Thanks to the hard work of Gallagher and others, in 1998 The Eagle-Tribune won Haverhill's newspaper war with the Gazette. The Eagle-Tribune bought the Gazette and converted it to a weekly newspaper covering Haverhill, as it remains today.
"Barney was a legend," said Al Getler, publisher of The Eagle-Tribune and Haverhill Gazette. "No matter where I am in New England, I come across people that did time in the trenches with Barney and learned a great deal from him.
"The Haverhill Gazette and Eagle-Tribune family will miss Barney,'' Getler said. We will miss his wisdom for our craft and his knowledge of Haverhill and the Valley."
Gallagher was a member of the Kiwanis Club, working on charitable events and other projects with that group. He fed his devotion to Haverhill poet and abolitionist John Greenleaf Whittier by working to help preserve Whittier's Birthplace as a tourist destination. Gallagher wrote stories and columns to remind the community of the significance of Whittier's poetry and efforts to abolish slavery in the 1800s. He also worked on the board of the Salvation Army and other Haverhill organizations.
Gallagher was part of a committee that won the title "All America City" for Haverhill in a national competition in the late 1970s. The award recognizes communities whose residents work together to identify and tackle community-wide challenges.
In 2003, Gallagher received a lifetime achievement award and was inducted into the New England Press Association Community Newspaper Hall of Fame.
Starting in the mid-1950s, the Gallagher family lived for decades on Rosedale Avenue off upper Main Street, a half-mile from the Plaistow line. Barney and his wife, Gladys, raised their children there. They are James and Melissa Gallagher and David Fitzgerald. Gladys died in 1994.

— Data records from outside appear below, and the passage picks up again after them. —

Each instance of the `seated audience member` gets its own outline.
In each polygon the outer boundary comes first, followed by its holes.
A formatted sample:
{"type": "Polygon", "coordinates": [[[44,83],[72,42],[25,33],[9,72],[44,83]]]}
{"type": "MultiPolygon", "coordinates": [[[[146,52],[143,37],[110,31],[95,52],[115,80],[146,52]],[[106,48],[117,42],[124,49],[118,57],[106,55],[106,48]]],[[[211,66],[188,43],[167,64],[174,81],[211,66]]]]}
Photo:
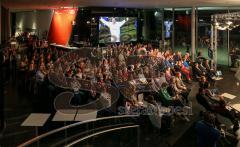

In the last few years, Gallagher reduced his work load primarily to writing his "My Haverhill" column, which was published every week in the Sunday Eagle-Tribune. Gone were the days of chasing sirens. But he had trained and inspired a new generation of reporters who still keep their ears to the police and fire scanner and run for the door, camera and notebook in hand, when there is an emergency.
"You don't know if you don't go," he used to say.
As Gallagher's health slipped in the last year or so, he stopped writing his column — but never let go of the goal of returning to print.
He eventually did, and his final column appeared in the Sunday Eagle-Tribune on Feb. 26.
A few days before his death, Gallagher was dozing in his nursing home bed. He had become very tired, evidenced by his slender frame and tendency to sleep for long stretches.
But one thing had not changed: In his hands was a copy of that day's Eagle-Tribune, front page up, ready to be scanned for the news of the day.